I understood what it meant now.

Auntie Tilda was never going to scoop me in her arms, pretending to strum her fingers on me like I was an air guitar again.

She’d never pick Belle and me up from school with Ziploc bags full of apple slices and strawberries whenever our parents worked long hours.

She’d never braid my hair again, whispering magical tales about Greek gods and three-headed monsters.

My aunt tucked wisps of blond curls behind my ear. Her eyes shimmered with sickness so tangible I could taste it on my tongue.

“Leave?” She belched. “Oh, my, that’s a big word. I’d never do that, Persy. Dead, alive, and in-between, I will always be there for you.”

“But how?” I tugged at her gown, clinging to her promise. “How will I know you’re really here after your body is gone?”

“Just turn your face up, you silly goose. The sky will always be ours. That’s where we’ll meet, between the sunrays and the clouds.”

On hot, sticky summers, Auntie Tilda and I would lie on the grass by Charles River, cloud-spotting. The clouds came and went like passengers at a train station. First, we’d count them. Then we’d choose the funny-shaped, extra fluffy ones. Then we’d give them names.

Mr. and Mrs. Claudia and Claud Clowdton.

Misty and Smoky Frost.

Auntie Tilda believed in magic, in miracles, and I? Well, I believed in her.
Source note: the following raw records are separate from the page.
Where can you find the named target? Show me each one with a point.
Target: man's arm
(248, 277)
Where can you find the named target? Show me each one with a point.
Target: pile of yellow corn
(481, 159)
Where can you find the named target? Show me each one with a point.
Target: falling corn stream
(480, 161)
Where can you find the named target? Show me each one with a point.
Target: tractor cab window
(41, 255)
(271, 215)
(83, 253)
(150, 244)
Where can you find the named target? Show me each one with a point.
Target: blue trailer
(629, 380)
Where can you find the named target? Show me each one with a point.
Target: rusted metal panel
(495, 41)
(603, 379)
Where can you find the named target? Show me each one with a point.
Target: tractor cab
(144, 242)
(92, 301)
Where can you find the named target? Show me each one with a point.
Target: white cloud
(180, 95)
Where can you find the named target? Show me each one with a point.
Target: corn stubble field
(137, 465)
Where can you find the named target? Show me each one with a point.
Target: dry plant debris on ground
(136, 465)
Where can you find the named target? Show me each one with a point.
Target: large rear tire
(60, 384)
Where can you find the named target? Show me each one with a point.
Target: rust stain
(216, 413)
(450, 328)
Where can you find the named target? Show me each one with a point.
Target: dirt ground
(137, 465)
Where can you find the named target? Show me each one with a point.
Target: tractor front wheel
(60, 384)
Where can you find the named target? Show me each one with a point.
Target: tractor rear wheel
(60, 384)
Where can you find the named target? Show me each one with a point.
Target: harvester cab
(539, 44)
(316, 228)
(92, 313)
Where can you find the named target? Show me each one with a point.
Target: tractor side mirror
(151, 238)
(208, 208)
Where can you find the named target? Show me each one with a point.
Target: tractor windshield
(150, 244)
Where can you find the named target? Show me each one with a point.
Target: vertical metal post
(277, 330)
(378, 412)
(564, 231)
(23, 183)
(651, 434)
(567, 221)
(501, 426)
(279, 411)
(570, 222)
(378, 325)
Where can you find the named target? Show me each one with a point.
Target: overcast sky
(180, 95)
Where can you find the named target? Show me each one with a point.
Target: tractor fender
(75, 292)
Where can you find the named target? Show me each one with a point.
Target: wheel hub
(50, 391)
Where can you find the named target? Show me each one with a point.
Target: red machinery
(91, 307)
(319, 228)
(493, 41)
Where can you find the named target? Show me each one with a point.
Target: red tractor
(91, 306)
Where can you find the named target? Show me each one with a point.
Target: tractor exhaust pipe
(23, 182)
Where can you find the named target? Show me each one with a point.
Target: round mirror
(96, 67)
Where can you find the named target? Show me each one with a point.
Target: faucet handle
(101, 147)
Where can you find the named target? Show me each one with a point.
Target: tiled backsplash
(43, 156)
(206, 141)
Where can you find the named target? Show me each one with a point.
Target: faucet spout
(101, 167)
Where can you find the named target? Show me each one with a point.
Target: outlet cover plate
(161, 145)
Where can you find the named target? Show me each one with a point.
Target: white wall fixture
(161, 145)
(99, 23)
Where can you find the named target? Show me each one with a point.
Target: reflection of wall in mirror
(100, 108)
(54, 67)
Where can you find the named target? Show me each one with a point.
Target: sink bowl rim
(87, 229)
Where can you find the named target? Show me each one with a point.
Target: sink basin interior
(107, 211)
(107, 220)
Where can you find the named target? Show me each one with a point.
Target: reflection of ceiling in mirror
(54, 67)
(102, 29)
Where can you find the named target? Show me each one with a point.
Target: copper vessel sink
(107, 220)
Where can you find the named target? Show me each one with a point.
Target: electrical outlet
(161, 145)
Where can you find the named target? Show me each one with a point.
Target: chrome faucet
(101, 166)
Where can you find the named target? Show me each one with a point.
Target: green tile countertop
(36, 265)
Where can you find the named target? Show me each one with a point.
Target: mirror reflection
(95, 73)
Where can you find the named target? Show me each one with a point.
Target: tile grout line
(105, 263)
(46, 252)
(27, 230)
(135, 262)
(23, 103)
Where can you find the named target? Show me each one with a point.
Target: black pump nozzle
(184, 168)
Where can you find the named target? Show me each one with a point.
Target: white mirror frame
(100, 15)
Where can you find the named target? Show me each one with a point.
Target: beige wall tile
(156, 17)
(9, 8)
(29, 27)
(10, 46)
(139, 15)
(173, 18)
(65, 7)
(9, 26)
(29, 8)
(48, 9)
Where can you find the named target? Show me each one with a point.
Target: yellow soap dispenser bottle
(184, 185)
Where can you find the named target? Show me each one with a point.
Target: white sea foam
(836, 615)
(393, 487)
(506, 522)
While my older sister, Emmabelle, chased after squirrels, played soccer with the boys, and climbed trees, Auntie Tilda and I admired the sky.
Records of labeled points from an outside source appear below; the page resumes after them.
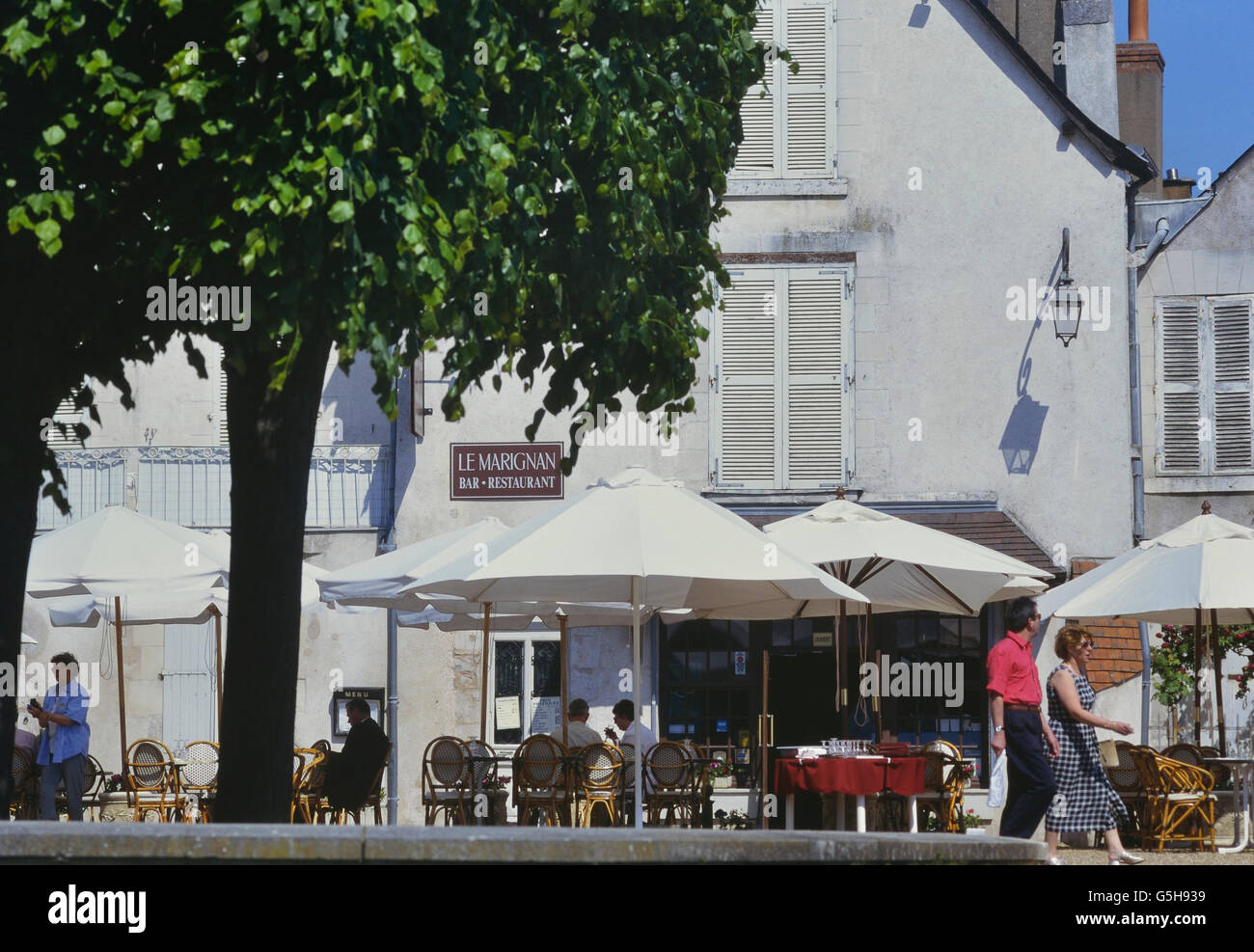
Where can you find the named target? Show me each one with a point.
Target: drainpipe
(388, 543)
(1133, 376)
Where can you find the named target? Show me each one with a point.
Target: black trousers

“Will you give me a sign?” I pressed. “That you’re there in the sky? A lightning? Rain? Oh, I know! Maybe a pigeon can poop on me.”
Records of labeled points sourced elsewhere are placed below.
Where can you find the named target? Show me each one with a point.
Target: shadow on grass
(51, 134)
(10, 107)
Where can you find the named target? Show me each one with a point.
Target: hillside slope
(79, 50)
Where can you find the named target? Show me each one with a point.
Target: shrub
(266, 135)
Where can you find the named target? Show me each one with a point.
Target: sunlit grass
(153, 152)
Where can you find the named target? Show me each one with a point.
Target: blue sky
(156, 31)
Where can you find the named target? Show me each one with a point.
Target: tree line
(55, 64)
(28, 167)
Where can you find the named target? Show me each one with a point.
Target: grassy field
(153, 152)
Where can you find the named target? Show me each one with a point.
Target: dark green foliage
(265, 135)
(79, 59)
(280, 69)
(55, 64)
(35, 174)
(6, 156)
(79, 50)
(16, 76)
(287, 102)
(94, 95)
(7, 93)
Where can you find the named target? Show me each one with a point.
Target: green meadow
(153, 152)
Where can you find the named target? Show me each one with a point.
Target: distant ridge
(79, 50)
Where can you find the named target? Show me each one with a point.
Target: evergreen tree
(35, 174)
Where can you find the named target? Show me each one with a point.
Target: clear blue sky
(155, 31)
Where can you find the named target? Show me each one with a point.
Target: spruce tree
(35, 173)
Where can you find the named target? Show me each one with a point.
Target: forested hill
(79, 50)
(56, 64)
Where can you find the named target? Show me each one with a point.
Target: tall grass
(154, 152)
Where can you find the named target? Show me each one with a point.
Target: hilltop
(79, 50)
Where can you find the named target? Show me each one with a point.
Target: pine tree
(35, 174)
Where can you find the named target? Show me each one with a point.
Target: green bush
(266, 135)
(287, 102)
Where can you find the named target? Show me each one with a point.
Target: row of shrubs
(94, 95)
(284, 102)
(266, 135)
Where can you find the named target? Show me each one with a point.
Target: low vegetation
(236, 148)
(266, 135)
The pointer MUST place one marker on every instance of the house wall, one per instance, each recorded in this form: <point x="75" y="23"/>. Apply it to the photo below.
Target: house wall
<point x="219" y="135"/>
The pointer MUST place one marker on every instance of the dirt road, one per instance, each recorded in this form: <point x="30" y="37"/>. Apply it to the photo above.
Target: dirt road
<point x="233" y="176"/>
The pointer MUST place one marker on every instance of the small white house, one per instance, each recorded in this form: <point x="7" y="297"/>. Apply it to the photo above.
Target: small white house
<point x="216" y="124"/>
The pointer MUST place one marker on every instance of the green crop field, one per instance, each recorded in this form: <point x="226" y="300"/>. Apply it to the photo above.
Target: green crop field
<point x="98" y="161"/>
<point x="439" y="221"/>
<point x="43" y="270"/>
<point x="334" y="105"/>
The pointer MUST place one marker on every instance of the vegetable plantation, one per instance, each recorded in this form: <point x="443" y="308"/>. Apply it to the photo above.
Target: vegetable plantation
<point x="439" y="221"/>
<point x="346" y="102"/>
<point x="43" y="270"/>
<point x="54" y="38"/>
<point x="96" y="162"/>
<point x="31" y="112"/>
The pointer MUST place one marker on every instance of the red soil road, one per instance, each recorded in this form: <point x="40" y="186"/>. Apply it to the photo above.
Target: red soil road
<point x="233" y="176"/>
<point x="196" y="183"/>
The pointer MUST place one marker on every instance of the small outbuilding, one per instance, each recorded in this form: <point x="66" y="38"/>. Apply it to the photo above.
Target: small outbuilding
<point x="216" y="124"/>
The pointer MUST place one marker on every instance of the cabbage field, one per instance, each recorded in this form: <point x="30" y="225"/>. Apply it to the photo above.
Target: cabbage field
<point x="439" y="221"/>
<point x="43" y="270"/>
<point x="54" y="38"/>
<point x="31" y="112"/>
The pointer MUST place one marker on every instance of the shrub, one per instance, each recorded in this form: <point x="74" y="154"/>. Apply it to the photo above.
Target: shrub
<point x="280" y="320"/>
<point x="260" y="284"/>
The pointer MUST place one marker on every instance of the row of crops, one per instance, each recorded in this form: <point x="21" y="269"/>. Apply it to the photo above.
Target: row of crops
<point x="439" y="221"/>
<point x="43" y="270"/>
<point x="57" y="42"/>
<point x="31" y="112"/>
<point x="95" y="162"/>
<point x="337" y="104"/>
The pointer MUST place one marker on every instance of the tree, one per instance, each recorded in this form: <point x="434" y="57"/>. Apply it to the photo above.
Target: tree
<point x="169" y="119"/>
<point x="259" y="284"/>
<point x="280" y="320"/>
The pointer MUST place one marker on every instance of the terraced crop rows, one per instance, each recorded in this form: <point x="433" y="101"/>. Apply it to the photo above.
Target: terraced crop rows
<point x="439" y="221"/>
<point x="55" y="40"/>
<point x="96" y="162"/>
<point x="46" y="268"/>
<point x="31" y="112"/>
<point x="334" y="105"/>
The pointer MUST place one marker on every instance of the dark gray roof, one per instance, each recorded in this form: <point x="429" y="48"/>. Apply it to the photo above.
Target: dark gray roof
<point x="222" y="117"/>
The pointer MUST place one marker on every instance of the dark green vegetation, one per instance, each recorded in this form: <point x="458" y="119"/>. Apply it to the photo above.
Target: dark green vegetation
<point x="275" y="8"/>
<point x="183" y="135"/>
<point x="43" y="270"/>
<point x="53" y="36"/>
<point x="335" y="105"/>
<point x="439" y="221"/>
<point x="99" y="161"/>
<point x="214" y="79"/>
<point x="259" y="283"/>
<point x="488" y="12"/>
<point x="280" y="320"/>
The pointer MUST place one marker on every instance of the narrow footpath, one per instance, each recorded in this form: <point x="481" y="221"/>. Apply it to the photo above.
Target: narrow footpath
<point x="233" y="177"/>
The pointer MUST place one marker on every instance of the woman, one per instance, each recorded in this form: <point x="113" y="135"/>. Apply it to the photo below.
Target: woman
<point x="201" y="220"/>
Momma put her hand on my shoulder. In the words of my sister Belle—I needed to take a chill pill, and fast.

“Let’s make a deal,” my aunt suggested, laughing breathlessly. “As you know, clouds are more reliable than shooting stars. Common, but still magical. When the time comes and you grow up, ask for something you want—something you really want—when you see a lone cloud in the sky, and I will grant it to you. That’s how you’ll know I’m there watching. You only get one miracle, Persephone, so be careful what you wish for. But I promise, whatever your wish may be—I will grant it to you.”

I’d kept my Cloud Wish for eleven years, harboring it like a precious heirloom.

I didn’t use it when my grades slipped.

When Elliott Frasier came up with the nickname Pussyfanny Peen-rise sophomore year, and it stuck until graduation.

Not even when Dad got laid off and McDonald’s and hot water became rare luxuries.

In the end, I wasted the Cloud Wish in one, reckless moment.

On a doomed desire, a stupid crush, an unrequited lover.

On the man every media outlet in America referred to as The Villain.

On Cillian Fitzpatrick.

Three Years Ago.

 

I was drunk before noon the day my best friend, Sailor, got married.

Typically, I was fun-drunk. Responsible drunk. The kind of drunk who talked a little louder, snort-laughed, and danced like no one was watching, but also called an Uber, saved her friends from bad hookups, and never let anyone in my vicinity get a tattoo they were going to regret the next morning.

Not this time.

This time, I was crank-up-the-Enola-Gay plastered. The kind of hammered to end up in the hospital with an IV drip, an oopsie baby, and a criminal record.

There were a variety of reasons I was so drunk, and I would point all of them out if I were able to hold a steady finger in the air.

The problem was, now was the worst possible time to be indisposed. I was on bridesmaid duty. The twenty-three-year-old—drumroll, please—flower girl!